A new endeavor, Operation CBDeceit, now aims to crack down on CBD operators’ deceptive claims that the drug treats medical conditions.
“The FTC is requiring each of the companies, and individuals behind them, to stop making such unsupported health claims immediately, and several will pay monetary judgments to the agency,” says Braden Perry, a regulatory and government investigations attorney with Kansas City-based Kennyhertz Perry LLC.
RELATED: FTC Announces Crackdown On CBD
The first-of-its-kind industry crackdown targeted six sellers and their unsubstantiated medical claims.
A 2017 Penn University study found that nearly 70% of extracts sold online were mislabeled. The following year, an analysis of the UPenn study concluded that inadequate regulations contributed to the startling industry issue.
In July 2020, the Food and Drug Administration reported that less than half of the 150 products evaluated were labeled correctly.
Meanwhile, the CBD market — expected to reach a $26.4 billion valuation by 2025 — continues to grow while facing ongoing issues about mislabeling and misleading claims.
Regulations Prevent Additional CBD Insights
While mislabeling is a concern, so too is the lack of lab studies to verify CBD claims.
In a joint email response, Brett Goldman and Steve Bevan of OCAN Group (formerly GennCanna Global) note that CBD sits in a grey-area regarding federal and state regulations.
“We know that they’re watching the industry intently and will continue to do so until a regulatory framework is released,” they said.
The only recent regulatory shift on the federal level leaves CBD short on verified lab studies, limiting operators from saying much without running afoul of the feds.
Jeff Greene, founder and business development director for The Florida Hemp Council, says “as more research is done, many of these issues will go away.”
“Many companies have tried to thumb their nose at the regulators, and that never goes well long-term,” Greene says.
Mixed Reaction From The Industry
OCAN expected this type of regulation since 2017, and called it a positive signal from regulators and their belief that CBD is inherently safe.
Henry Baskerville, a partner at Fortis Law Partners in Denver, also supports the FTC decision.
“All for it,” Baskerville says, adding that his support stems from the more radical claims made by individual operators.
“Some of them say that CBD cures cancer or HIV or all this, and it’s irresponsible,” he adds, citing how improper actors give the market a bad name, leading the public to consider CBD as snake oil.
Others are concerned about the precedent set by the FTC.
“Without clear guidance for the industry, this is dangerous territory for the FTC,” Perry says.
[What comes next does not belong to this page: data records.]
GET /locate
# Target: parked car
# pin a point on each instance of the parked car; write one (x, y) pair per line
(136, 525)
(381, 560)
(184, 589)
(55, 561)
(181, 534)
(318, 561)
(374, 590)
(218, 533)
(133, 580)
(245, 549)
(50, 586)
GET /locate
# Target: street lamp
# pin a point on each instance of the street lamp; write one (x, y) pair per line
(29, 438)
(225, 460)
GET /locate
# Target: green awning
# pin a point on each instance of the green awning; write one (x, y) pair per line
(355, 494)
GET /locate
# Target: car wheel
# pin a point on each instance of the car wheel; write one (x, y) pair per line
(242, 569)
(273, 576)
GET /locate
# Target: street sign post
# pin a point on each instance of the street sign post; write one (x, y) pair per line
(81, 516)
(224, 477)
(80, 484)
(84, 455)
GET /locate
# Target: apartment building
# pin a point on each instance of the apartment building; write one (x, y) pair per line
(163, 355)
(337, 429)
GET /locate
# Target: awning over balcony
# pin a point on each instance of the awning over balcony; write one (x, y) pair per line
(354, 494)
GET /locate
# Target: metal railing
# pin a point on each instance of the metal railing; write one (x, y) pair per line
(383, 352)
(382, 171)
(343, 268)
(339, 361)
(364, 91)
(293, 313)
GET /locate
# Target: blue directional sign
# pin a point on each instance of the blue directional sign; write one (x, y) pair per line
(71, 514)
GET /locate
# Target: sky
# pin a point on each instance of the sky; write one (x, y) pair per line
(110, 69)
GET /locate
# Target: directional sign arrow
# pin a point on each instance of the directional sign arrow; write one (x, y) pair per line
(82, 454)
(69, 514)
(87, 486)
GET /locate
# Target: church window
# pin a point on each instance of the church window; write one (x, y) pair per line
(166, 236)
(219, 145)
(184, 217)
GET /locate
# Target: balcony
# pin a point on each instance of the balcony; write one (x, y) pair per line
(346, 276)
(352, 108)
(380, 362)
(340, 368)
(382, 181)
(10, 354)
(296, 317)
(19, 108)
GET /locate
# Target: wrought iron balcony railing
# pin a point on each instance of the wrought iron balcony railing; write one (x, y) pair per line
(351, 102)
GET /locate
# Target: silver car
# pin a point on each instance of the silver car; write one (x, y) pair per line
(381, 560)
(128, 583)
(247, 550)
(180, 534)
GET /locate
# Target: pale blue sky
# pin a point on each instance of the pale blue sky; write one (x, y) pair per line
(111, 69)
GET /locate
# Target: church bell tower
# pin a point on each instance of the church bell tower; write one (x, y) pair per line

A hasty attempt to nab every improper actor could lead to a failed mission and more harm to the burgeoning space.
Also, lab testing must be more consistent in the future.
“Getting five different results from five labs makes running a cannabis company very frustrating,” Greene says.
Perry and Greene noted that the market can improve under the right circumstances.
A well-designed regulatory scheme aimed at bad actors without over-regulating the industry would likely lead to positive market gains, Perry says, adding that the success would have to stem from collaborations between regulators, legislators and operators.